62. Organic Regulations
The USDA regulations on the definition, labeling and requirements for organic can be found at

63. Biotechnology

64. Biotechnology
Agricultural Biotechnology is a collection of scientific techniques, including genetic engineering, that are used to create, improve or modify plants, animals and microorganisms. Using conventional techniques such as selective breeding, scientists have been working to improve plants and animals for human benefit for hundreds of years.

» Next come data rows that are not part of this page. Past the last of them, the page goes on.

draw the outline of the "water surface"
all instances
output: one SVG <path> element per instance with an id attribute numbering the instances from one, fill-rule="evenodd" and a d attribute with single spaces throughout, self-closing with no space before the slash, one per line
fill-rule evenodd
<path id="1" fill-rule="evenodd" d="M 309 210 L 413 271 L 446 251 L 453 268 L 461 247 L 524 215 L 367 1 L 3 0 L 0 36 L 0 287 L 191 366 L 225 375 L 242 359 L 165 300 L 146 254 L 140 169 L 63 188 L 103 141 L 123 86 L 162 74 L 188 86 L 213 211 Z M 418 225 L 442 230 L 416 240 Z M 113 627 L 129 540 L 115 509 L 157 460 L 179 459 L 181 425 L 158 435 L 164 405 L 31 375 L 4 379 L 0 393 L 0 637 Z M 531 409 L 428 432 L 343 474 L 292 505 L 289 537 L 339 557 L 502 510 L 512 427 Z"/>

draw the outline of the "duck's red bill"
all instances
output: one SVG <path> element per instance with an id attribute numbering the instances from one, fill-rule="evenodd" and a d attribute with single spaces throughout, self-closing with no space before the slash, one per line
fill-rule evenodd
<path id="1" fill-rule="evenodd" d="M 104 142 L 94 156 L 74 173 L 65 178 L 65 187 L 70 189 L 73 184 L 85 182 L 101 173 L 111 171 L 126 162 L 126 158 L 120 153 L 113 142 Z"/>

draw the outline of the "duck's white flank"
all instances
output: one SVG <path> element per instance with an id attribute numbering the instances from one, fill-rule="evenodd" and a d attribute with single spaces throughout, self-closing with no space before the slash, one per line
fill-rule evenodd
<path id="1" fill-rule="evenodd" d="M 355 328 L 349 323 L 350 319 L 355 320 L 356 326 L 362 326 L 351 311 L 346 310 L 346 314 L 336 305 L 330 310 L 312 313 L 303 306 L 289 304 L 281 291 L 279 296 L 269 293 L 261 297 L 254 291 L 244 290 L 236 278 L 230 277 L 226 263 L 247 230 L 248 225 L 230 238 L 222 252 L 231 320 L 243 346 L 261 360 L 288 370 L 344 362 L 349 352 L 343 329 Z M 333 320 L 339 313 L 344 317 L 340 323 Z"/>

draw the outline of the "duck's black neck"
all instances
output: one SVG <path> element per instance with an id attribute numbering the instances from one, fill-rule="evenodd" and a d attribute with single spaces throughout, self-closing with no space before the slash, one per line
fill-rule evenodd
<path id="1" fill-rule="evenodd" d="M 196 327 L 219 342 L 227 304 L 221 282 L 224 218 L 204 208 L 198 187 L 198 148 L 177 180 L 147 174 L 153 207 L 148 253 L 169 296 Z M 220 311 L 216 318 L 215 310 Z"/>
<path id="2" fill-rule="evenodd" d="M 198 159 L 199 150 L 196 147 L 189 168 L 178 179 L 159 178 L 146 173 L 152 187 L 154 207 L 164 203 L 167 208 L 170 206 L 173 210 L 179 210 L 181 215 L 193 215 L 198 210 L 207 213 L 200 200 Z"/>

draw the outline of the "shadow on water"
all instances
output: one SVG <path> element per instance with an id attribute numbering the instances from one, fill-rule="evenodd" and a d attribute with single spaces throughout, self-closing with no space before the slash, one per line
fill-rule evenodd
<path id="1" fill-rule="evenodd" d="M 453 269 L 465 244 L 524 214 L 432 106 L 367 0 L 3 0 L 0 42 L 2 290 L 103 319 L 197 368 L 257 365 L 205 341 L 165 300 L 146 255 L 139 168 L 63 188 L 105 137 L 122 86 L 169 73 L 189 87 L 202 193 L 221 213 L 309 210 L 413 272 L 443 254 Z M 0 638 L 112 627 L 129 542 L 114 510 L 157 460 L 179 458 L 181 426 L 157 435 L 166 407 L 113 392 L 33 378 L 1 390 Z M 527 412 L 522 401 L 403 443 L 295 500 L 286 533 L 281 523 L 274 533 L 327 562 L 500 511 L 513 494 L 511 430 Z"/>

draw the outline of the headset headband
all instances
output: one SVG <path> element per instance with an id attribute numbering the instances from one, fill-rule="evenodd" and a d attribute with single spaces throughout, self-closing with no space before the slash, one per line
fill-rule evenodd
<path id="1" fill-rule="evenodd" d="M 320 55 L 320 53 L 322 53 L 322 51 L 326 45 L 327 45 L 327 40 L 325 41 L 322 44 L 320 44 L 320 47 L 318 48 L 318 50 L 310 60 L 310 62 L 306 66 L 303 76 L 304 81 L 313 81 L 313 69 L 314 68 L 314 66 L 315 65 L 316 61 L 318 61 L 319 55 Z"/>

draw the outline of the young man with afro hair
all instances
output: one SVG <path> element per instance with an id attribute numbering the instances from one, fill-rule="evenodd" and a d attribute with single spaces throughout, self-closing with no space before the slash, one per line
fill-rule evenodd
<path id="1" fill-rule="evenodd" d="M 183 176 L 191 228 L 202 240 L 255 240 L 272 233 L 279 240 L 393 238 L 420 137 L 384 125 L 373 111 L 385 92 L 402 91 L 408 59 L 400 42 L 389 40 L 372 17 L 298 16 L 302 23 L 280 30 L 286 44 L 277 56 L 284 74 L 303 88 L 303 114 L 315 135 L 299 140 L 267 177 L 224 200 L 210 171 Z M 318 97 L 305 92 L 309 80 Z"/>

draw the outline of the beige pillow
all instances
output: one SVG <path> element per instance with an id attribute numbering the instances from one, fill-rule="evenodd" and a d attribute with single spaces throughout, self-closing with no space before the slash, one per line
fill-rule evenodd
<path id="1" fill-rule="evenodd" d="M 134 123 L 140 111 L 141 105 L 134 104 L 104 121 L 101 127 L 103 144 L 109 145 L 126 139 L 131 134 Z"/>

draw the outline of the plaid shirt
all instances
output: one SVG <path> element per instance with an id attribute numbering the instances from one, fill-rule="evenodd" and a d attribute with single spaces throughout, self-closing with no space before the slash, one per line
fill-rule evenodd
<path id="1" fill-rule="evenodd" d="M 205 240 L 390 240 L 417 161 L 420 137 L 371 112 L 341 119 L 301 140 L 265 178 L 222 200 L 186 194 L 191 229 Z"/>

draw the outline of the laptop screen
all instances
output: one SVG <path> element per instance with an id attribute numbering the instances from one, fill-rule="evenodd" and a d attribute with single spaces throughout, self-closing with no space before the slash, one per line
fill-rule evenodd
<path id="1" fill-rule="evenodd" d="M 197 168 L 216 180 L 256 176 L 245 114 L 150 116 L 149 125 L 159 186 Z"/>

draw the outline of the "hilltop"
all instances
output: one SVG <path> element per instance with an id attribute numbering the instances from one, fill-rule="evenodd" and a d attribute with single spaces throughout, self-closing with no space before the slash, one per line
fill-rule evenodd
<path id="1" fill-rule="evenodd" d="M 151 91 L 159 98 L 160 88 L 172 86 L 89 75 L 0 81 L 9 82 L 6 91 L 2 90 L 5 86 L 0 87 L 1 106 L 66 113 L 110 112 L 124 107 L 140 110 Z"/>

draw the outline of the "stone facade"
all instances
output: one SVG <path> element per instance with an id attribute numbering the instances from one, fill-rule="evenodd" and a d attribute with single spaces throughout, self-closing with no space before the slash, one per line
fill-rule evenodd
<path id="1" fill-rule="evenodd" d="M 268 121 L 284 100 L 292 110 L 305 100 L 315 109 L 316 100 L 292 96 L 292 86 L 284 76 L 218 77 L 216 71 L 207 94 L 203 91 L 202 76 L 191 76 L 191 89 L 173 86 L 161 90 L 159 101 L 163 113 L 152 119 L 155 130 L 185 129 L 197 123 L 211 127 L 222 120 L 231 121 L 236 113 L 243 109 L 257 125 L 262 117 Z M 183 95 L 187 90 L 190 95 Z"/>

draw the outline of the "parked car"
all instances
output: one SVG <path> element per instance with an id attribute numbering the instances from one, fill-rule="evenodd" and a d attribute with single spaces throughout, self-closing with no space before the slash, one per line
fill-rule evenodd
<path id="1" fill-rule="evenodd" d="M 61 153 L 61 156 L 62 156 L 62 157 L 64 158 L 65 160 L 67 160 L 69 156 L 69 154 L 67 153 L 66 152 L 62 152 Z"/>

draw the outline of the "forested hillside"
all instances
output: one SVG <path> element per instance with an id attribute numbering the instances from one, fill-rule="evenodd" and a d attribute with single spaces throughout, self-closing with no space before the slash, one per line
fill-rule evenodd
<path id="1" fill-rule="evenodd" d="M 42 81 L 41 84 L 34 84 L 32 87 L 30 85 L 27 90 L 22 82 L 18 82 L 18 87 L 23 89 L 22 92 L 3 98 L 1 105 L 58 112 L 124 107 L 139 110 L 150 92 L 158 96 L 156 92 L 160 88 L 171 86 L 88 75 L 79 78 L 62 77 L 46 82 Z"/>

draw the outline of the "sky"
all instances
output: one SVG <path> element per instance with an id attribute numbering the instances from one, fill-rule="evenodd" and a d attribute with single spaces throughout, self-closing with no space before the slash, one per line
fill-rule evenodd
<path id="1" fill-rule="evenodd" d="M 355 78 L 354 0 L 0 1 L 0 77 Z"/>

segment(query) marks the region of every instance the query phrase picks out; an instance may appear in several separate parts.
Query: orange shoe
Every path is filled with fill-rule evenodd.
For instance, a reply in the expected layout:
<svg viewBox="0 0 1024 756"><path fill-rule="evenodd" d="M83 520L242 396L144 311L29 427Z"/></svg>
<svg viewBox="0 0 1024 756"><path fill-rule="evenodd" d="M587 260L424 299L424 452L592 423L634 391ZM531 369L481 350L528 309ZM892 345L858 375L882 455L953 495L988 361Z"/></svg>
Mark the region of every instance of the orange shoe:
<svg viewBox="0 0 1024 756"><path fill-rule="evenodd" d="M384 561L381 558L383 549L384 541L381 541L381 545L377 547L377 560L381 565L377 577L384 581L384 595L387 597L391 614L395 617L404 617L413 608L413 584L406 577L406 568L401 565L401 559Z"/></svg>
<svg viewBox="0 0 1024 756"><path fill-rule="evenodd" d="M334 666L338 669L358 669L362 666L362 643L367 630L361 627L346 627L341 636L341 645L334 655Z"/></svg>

Modern techniques now enable scientists to move genes (and therefore desirable traits) in ways they could not before and with greater ease and precision.

66. Biotechnology
Biotechnology is literally the insertion of pieces of DNA into a plants DNA. Thus, the inheritable and specific properties and traits can be incorporated into the plants genetics.
Desirable traits such as resistance to plant diseases and viruses or quality and storage attributes can be specifically “engineered” into plants.

67. Benefits of Biotechnology
Crop resistance to disease, pests etc
Improved shelf life of foods
Optimization of the enzymes used in food processing
Environmental impacts through lower energy costs and less pesticide/ herbicide use.
Improved health through dietary impacts.

68. Negatives of Biotechnology
Who owns the control of patented genes and biotechnology techniques?
Cross-pollination of adjacent crops.
Allergenicity of new proteins.

69. Crops that have been Genetically Modified
Soybeans-reduced saturated fat
Soybeans-resistant to pests
Soybeans- resistant to herbicides
Corn-resistant to pests
Corn-resistant to herbicides
Tomatoes- resistant to pests
Tomatoes-delayed ripening
Golden rice-beta-carotene added to rice

70. Conclusions In this module, you should have learned about;
1)The structure, composition and color changes of fruits and vegetables.
2)The basic operations of fruit, vegetable and beverage processing.
3)What the terms “organic” and “biotechnology” refer to.